F2 Includes 10,060 shares underlying restricted stock units (each, an "RSU") granted under the Issuer's 2019 Stock Option and Equity Incentive Plan (the "Plan"). Each RSU represents a contingent right to receive one share of Issuer common stock.
F3 Pursuant to the terms of the Merger Agreement, at the effective time of the Merger (the "Effective Time"), each outstanding share of Issuer common stock was cancelled and automatically converted into the right to receive $47.00 in cash, without interest and subject to any required tax withholding (the "Merger Consideration").
F4 Pursuant to the terms of the Merger Agreement, at the Effective Time, each outstanding RSU, whether vested or unvested, was cancelled and automatically converted into the right to receive an amount in cash, without interest and subject to any required tax withholding, equal to the product (rounded down to the nearest whole cent) of (i) the Merger Consideration payable with respect to such RSU multiplied by (ii) the total number of shares of Issuer common stock subject to such RSU immediately prior to the Effective Time (each a "Parent Cash-Based RSU Award"). Each Parent Cash-Based RSU Award will generally vest in accordance with the vesting terms that applied to the corresponding portion of such RSU immediately prior to the Effective Time; provided, that on the nine-month anniversary of the closing date of the Merger, 50% of each then-unvested tranche of each Parent Cash-Based RSU Award will vest, subject to the applicable holder's continued employment with Parent through such date.
F5 Pursuant to the terms of the Merger Agreement, at the Effective Time, each vested outstanding option to purchase shares of Issuer common stock immediately prior to the Effective Time, was cancelled and automatically converted into the right to receive an amount in cash, without interest and subject to any required tax withholding, equal to the product (rounded down to the nearest whole cent) of (i) the total number of shares of Issuer common stock subject to such option immediately prior to the Effective Time and (ii) the excess, if any, of the Merger Consideration over the per share exercise price of the shares subject to such option award immediately prior to the Effective Time. Each unvested option outstanding was cancelled and automatically converted into the right to receive an amount in cash, without interest and subject to any required tax withholding, equal to the product (rounded down to the nearest whole cent) of (i) the total number of shares of (Continued in footnote 6)

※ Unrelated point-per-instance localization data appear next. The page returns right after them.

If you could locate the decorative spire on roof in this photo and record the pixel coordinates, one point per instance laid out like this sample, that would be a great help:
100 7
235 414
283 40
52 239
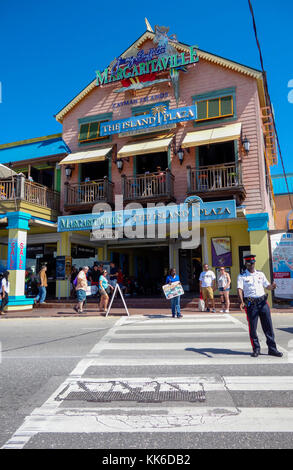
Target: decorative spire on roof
149 28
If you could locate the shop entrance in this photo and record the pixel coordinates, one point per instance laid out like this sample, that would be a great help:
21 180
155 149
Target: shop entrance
144 269
190 267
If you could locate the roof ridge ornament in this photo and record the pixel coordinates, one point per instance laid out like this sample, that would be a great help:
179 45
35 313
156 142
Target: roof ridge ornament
149 28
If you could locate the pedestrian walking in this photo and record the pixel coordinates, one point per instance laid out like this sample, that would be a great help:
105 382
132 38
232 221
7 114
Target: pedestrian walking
175 302
253 299
103 286
207 285
73 275
4 291
81 289
113 274
41 297
224 283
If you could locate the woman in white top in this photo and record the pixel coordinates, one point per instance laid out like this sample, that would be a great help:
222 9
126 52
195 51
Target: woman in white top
4 291
224 283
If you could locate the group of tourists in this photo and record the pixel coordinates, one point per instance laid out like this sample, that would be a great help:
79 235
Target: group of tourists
98 276
208 285
250 286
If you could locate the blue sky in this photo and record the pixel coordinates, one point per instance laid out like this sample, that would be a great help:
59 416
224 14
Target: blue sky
50 51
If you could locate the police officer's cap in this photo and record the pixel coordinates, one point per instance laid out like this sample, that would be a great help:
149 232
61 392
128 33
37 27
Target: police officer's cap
249 259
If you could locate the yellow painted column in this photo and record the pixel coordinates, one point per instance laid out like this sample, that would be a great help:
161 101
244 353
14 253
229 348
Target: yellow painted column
259 244
63 249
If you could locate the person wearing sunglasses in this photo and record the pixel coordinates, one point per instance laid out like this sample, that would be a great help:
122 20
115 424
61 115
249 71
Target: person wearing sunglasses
103 286
250 286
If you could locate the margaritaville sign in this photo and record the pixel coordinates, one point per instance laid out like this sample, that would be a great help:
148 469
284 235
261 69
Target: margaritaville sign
145 63
159 116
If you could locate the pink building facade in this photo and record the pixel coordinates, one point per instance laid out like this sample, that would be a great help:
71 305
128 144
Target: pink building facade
223 153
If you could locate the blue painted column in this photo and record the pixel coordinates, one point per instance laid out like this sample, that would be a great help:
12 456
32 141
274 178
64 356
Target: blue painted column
16 260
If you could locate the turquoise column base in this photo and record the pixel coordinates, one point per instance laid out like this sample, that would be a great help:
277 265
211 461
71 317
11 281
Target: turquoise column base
19 302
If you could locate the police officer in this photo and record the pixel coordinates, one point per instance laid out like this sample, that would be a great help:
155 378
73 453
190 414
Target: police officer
250 287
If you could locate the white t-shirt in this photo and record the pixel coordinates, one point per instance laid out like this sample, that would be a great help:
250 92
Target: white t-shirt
252 284
5 284
207 278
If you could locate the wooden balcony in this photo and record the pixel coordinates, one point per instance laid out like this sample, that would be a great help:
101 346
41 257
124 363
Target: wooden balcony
217 181
152 187
82 196
18 189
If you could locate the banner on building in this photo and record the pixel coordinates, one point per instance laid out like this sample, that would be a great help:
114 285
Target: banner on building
221 251
282 260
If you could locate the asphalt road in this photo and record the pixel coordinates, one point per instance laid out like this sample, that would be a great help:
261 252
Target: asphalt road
53 369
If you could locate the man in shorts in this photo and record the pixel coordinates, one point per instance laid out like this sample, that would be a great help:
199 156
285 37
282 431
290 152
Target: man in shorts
207 283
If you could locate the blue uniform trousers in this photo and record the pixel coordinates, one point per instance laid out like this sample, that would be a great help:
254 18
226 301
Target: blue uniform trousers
262 311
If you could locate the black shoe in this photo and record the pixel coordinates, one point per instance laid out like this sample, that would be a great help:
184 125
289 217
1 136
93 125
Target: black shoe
275 353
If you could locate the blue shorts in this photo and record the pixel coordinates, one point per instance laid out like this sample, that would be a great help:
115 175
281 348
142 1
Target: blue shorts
81 295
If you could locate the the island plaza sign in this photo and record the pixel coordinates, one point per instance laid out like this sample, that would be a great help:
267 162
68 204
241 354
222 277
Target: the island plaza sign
159 116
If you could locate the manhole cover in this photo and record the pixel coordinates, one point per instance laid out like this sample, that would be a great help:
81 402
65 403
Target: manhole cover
153 391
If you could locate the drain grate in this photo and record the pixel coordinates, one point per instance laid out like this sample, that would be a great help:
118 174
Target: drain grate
147 392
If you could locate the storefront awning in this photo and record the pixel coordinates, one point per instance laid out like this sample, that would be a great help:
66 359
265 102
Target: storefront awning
212 136
147 146
88 156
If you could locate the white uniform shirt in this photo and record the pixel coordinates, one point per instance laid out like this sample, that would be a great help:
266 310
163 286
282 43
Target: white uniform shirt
252 284
207 278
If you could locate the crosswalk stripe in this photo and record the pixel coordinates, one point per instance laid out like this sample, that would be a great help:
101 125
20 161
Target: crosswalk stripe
154 420
176 334
181 326
174 346
218 359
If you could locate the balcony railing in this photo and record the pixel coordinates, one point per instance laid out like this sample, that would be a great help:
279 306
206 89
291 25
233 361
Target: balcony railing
18 188
89 193
148 186
214 178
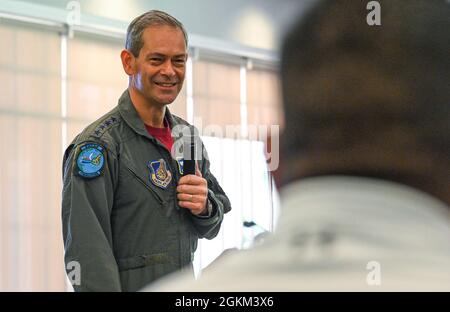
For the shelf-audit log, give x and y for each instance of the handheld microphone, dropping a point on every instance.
(189, 155)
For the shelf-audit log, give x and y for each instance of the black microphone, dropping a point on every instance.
(189, 155)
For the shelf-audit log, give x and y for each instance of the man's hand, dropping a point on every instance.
(193, 192)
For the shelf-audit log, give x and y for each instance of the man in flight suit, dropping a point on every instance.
(129, 215)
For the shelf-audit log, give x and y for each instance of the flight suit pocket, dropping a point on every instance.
(143, 180)
(137, 272)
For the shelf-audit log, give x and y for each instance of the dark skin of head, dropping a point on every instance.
(367, 101)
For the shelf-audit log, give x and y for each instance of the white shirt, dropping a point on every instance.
(340, 234)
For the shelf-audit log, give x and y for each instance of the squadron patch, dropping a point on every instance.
(159, 175)
(180, 162)
(90, 160)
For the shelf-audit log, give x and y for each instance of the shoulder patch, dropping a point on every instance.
(90, 160)
(104, 125)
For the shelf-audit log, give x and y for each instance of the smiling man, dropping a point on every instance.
(129, 214)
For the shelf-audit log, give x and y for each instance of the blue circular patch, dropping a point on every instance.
(90, 160)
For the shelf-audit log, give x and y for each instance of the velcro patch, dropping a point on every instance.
(90, 160)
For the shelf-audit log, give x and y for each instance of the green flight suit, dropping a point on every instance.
(124, 229)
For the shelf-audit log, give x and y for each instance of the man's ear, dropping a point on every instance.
(128, 62)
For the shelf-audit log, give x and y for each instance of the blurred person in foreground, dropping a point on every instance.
(365, 177)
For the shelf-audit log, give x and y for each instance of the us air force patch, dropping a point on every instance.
(180, 162)
(159, 175)
(90, 160)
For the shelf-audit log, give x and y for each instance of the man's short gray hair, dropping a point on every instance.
(134, 41)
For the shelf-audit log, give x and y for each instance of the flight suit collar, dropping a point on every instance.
(131, 116)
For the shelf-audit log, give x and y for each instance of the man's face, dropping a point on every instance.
(161, 65)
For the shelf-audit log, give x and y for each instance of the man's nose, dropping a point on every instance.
(167, 69)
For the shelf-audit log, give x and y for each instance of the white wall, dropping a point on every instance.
(253, 23)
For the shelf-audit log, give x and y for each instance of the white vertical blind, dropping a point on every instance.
(30, 143)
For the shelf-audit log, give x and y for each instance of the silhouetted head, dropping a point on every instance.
(369, 100)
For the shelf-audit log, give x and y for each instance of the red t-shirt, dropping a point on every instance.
(163, 135)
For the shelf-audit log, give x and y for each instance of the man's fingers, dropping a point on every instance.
(192, 189)
(192, 180)
(196, 208)
(190, 197)
(197, 171)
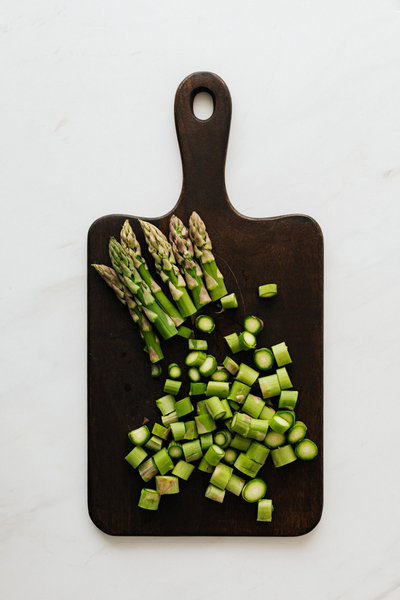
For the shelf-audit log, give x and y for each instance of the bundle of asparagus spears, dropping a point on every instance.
(185, 263)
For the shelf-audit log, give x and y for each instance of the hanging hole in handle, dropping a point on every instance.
(203, 104)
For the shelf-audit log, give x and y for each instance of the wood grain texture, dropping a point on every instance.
(285, 250)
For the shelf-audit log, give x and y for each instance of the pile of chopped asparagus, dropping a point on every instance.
(233, 426)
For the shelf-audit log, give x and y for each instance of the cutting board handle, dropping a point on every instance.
(203, 143)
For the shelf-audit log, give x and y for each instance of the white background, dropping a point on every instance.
(86, 129)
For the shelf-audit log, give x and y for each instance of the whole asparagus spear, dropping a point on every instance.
(149, 336)
(130, 277)
(160, 249)
(131, 245)
(202, 249)
(183, 251)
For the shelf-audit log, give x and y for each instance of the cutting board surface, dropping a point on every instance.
(286, 250)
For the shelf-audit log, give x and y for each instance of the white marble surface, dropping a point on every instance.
(86, 100)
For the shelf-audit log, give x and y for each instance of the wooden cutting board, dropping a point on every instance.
(286, 250)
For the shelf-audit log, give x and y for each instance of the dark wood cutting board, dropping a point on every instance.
(286, 250)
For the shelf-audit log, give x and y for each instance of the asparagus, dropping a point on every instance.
(132, 247)
(182, 248)
(130, 277)
(161, 251)
(202, 249)
(147, 332)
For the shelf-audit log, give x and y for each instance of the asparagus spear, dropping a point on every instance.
(160, 249)
(202, 249)
(149, 336)
(131, 245)
(183, 251)
(130, 277)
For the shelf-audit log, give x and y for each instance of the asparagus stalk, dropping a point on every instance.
(132, 247)
(161, 251)
(202, 249)
(130, 277)
(147, 332)
(182, 248)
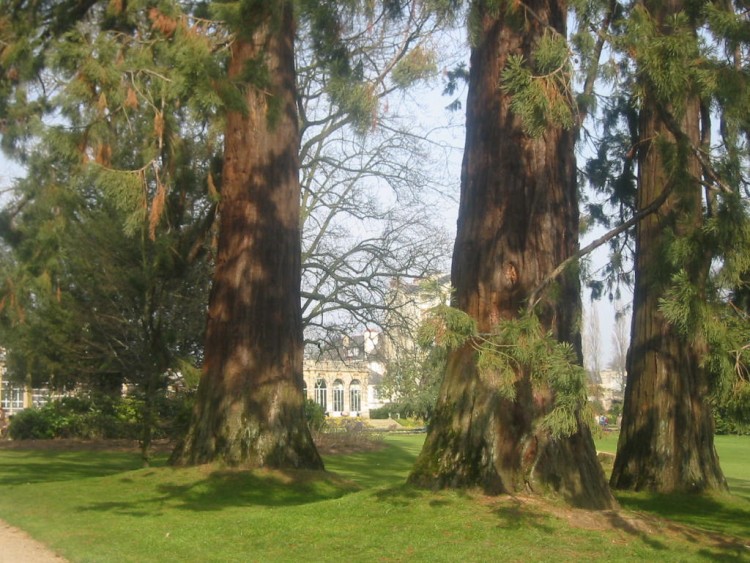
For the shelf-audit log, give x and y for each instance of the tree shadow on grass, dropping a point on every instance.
(223, 489)
(721, 523)
(40, 466)
(388, 466)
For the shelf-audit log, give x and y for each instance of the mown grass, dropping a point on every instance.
(99, 506)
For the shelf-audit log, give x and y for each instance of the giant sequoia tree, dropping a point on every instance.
(666, 443)
(518, 219)
(249, 408)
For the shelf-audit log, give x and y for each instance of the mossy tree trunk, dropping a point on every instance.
(518, 219)
(249, 409)
(666, 441)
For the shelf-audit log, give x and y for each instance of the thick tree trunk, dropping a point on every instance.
(249, 407)
(666, 441)
(518, 219)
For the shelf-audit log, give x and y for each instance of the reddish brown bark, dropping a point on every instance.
(249, 407)
(518, 219)
(666, 442)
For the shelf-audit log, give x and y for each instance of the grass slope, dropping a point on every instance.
(98, 506)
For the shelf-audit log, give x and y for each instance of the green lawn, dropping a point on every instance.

F6 (Continued from footnote 5) Issuer common stock subject to such option immediately prior to the Effective Time and (ii) the excess, if any, of the Merger Consideration over the per share exercise price of the shares subject to such option award immediately prior to the Effective Time (each a "Parent Cash-Based Option Award"). Each Parent Cash-Based Option Award will generally vest in accordance with the vesting terms that applied to the corresponding portion of such option award immediately prior to the Effective Time; provided, that on the nine-month anniversary of the closing date of the Merger, 50% of each then-unvested tranche of each Parent Cash-Based Option Award will vest, subject to the applicable holder's continued employment with Parent through such date. Any outstanding option, whether vested or unvested, to purchase shares of Issuer common stock with an exercise price per share greater than $47.00 was cancelled at the Effective Time for no consideration or payment.